Quem é mais inteligente? Assistente da Google bate Siri, Alexa e Cortana

  • ECO
  • 28 Julho 2018

Um teste de inteligência pôs à prova os assistentes virtuais das quatro gigantes: Google, Apple, Microsoft e Amazon. O assistente da Google foi o que mostrou acertar corretamente a mais questões.

Um teste realizado pela empresa Loup Ventures, do analista Gene Munster, concluiu que o assistente virtual da Google é o mais inteligente, comparativamente aos outros assistentes testados. Os concorrentes que a gigante tecnológica levou a melhor frente à Siri, da Apple, à Cortana, da Microsoft, e à Alexa, da Amazon.

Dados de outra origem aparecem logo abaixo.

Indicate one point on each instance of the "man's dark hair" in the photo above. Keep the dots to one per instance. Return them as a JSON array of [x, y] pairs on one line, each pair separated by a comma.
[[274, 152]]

O teste realizado consistiu em 800 perguntas, iguais para todos os assistentes. O conjunto de perguntas, concebido para testar a capacidade e utilidade de um assistente digital, dividiu-se em cinco categorias: local, comércio, navegação, informações e comando. As respostas foram classificadas segundo duas métricas, primeiro se o assistente virtual entendeu a questão e segundo se deu a resposta correta.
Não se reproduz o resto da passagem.